Но старому приятелю, похоже, отчаянно хотелось выговориться. Выплеснуть на кого-то новую жизнь, в которой он оказался хозяином, а не беглецом. И, чего уж там греха таить, похвастаться. Похвастаться тем, что он выжил. Не просто не умер, а вцепился в мир зубами, и отгрыз себе кусок.

– Думаю еще одну шхуну прикупить, – похлопал рукой по подлокотнику потрёпанного соломенного кресла Зуров. Жест был уверенным, властным. – Расширить дело. На перламутр спрос большой, опять же сушеные моллюски нарасхват. Как грибы сушёные. Только вонючие, так и в Париже вонючий сыр в цене.

– А жемчуг? – для поддержки разговора подал реплику Арехин. Его взгляд блуждал по палубе, по воде, на которой солнечные зайчики плясали весёлый беззаботный танец, и так – до горизонта.

Они сидели на палубе «Медузы», под брезентовым навесом, спасаясь от солнца. Было не жарко, сентябрь – это весна, а не лето, но солнце коварно, не заметишь, как обгоришь. Вода спокойна, солнце сияет, а ветерок, дневной бриз, нёс с Атлантики не запах свободы, как подумалось Арехину сначала, а запах чего-то чужого, огромного и древнего. Запах другого мира. Если задуматься. Но зачем задумываться?

– Жемчуг само собой. Но, знаешь, хороший жемчуг – большая редкость. Жемчужин в сто песо и дороже за год хорошо, если за месяц дюжину найдёшь. А так всё больше мелочь. Песо, два песо. Мелочь, которая не светится, а лишь тускло блестит, как глаза умирающей рыбы. Но мелочь идёт лучше. У дяди Бальтазара – он кивнул на индейца, стоявшего у борта и неподвижно, как идол, следившего за лодками, – мастерская и лавка в Айресе. Там поделки из мелкого жемчуга влёт расходятся, как горячие пирожки. А вот ожерелье… одно ожерелье в три тысячи песо второй год лежит, красуется на бархате.

– Неужели в Аргентине богатых людей нет? – Арехин почувствовал, как в его собственном голосе зазвучали нотки той старой, парижской тоски. Тоски по большому, по настоящему.

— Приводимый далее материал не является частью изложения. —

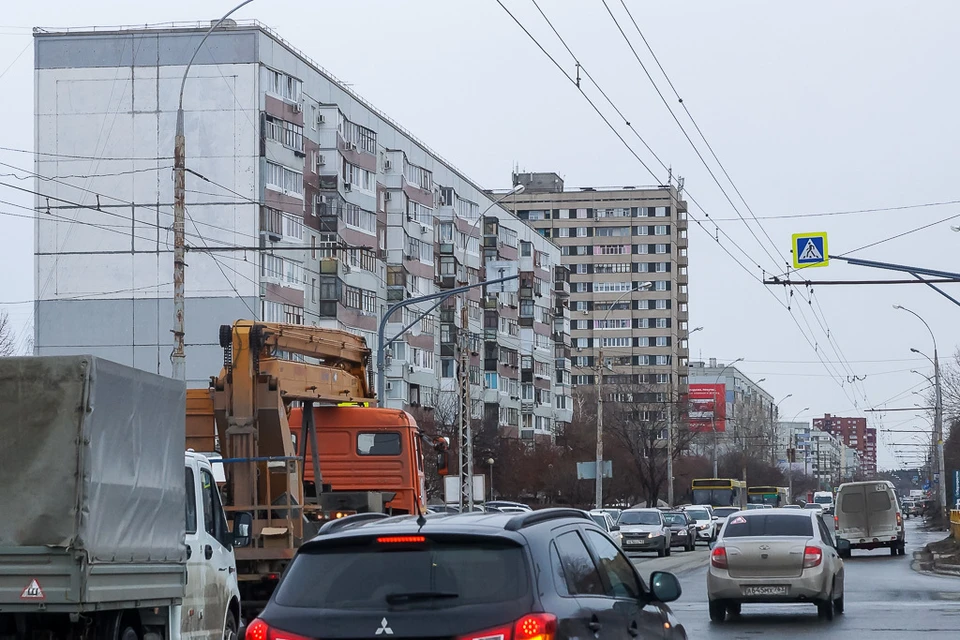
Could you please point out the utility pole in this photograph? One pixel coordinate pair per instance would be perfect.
(178, 359)
(465, 427)
(598, 498)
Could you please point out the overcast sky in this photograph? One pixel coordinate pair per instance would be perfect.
(813, 107)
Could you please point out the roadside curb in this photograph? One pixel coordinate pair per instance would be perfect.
(926, 562)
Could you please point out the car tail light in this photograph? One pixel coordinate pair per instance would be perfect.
(718, 557)
(812, 556)
(535, 626)
(401, 539)
(260, 630)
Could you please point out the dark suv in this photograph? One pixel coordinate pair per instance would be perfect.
(546, 574)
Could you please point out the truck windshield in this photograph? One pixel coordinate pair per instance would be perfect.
(378, 444)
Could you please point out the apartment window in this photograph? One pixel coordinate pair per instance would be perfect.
(283, 179)
(286, 133)
(609, 232)
(358, 177)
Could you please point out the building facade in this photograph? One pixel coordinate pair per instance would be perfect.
(626, 254)
(751, 414)
(305, 205)
(854, 433)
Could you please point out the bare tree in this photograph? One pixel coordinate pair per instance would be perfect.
(8, 337)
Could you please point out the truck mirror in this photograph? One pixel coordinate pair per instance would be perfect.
(442, 464)
(242, 529)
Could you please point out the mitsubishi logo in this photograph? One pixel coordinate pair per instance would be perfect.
(384, 628)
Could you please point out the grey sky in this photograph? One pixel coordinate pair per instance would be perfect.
(813, 107)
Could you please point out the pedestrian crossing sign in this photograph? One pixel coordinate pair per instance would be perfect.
(810, 250)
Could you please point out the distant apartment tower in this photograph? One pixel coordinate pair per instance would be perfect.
(305, 205)
(853, 433)
(613, 241)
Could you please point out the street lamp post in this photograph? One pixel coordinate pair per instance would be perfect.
(937, 415)
(178, 359)
(714, 417)
(598, 367)
(791, 446)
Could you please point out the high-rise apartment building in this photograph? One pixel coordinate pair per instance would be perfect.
(305, 204)
(854, 433)
(626, 252)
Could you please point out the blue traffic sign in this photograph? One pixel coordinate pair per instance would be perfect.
(810, 250)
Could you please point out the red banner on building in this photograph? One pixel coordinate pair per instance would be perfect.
(708, 407)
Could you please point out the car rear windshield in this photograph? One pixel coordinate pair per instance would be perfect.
(779, 524)
(377, 575)
(639, 517)
(674, 518)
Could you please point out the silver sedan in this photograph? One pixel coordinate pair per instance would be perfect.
(775, 555)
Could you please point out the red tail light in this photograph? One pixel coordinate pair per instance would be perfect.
(812, 557)
(401, 539)
(535, 626)
(718, 557)
(260, 630)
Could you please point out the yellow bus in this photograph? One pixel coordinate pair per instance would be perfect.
(773, 496)
(720, 492)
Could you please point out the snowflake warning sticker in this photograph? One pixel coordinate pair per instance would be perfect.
(33, 591)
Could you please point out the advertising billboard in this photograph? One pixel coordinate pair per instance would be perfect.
(708, 406)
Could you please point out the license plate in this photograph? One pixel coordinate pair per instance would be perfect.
(765, 591)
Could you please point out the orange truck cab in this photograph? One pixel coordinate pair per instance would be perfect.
(371, 459)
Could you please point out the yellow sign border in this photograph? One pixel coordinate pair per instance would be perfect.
(814, 234)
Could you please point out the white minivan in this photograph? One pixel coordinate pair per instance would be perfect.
(868, 516)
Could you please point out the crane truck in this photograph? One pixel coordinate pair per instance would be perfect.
(290, 416)
(110, 531)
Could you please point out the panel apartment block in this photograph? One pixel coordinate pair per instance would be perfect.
(305, 204)
(613, 242)
(854, 433)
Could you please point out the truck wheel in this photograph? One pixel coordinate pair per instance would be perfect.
(230, 628)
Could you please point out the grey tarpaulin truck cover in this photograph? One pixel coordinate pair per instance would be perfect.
(91, 461)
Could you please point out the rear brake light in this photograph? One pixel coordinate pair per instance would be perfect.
(812, 556)
(401, 539)
(535, 626)
(718, 557)
(260, 630)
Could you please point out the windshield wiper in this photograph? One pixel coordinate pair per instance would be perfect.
(419, 596)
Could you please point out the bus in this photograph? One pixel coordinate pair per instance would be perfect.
(773, 496)
(720, 492)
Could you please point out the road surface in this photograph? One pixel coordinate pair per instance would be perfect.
(885, 599)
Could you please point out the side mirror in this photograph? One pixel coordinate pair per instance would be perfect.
(242, 529)
(664, 586)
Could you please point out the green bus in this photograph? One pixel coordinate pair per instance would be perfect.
(773, 496)
(720, 492)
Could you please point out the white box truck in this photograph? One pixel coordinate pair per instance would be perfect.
(109, 531)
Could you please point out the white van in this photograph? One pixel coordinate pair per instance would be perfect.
(868, 516)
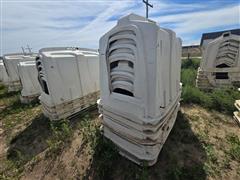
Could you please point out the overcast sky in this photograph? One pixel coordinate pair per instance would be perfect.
(46, 23)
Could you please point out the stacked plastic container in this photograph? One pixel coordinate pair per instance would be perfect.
(140, 86)
(11, 62)
(29, 81)
(69, 79)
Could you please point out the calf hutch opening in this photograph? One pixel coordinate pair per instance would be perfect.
(220, 66)
(69, 79)
(140, 86)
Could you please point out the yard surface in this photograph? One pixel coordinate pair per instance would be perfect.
(204, 144)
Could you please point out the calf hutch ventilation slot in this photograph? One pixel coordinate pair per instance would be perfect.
(41, 77)
(227, 53)
(121, 59)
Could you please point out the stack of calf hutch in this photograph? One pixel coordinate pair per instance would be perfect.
(29, 81)
(69, 79)
(140, 86)
(11, 62)
(220, 66)
(3, 73)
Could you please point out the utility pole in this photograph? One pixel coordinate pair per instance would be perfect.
(147, 4)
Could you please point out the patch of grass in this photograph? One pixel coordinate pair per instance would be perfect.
(61, 133)
(188, 76)
(192, 94)
(234, 150)
(211, 165)
(219, 99)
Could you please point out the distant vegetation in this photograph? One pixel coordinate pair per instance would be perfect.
(219, 99)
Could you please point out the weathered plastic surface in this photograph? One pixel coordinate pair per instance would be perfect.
(220, 66)
(29, 81)
(3, 73)
(67, 76)
(11, 61)
(140, 86)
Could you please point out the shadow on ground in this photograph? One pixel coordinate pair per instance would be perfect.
(182, 157)
(31, 141)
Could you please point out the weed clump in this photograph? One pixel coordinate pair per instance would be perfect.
(234, 150)
(217, 99)
(61, 133)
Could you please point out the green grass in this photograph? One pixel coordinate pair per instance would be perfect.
(234, 151)
(221, 100)
(61, 134)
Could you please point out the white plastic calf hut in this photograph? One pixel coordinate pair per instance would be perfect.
(69, 78)
(140, 86)
(29, 80)
(3, 73)
(220, 66)
(11, 61)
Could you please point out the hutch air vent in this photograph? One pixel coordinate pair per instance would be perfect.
(11, 61)
(140, 86)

– Богатых людей здесь, брат, как грязи. Но ожерелье это… – Зуров замялся, его пальцы сжали подлокотник, суставы побелели. – Ожерелье это в индейском стиле. Особенное. Не просто бусины на нитку нанизаны. Там… есть в нём что-то. Взгляд. Оно смотрит на тебя. И знаешь, что самое смешное? В Париже его с бою бы взяли за такую цену. Сочли бы экзотикой, дикостью, облагороженной искусным ювелиром. А в своём отечестве пророков, как ты знаешь, нет.

– Знаю, – подтвердил Арехин. Он знал. Он знал это лучше, чем кто-либо.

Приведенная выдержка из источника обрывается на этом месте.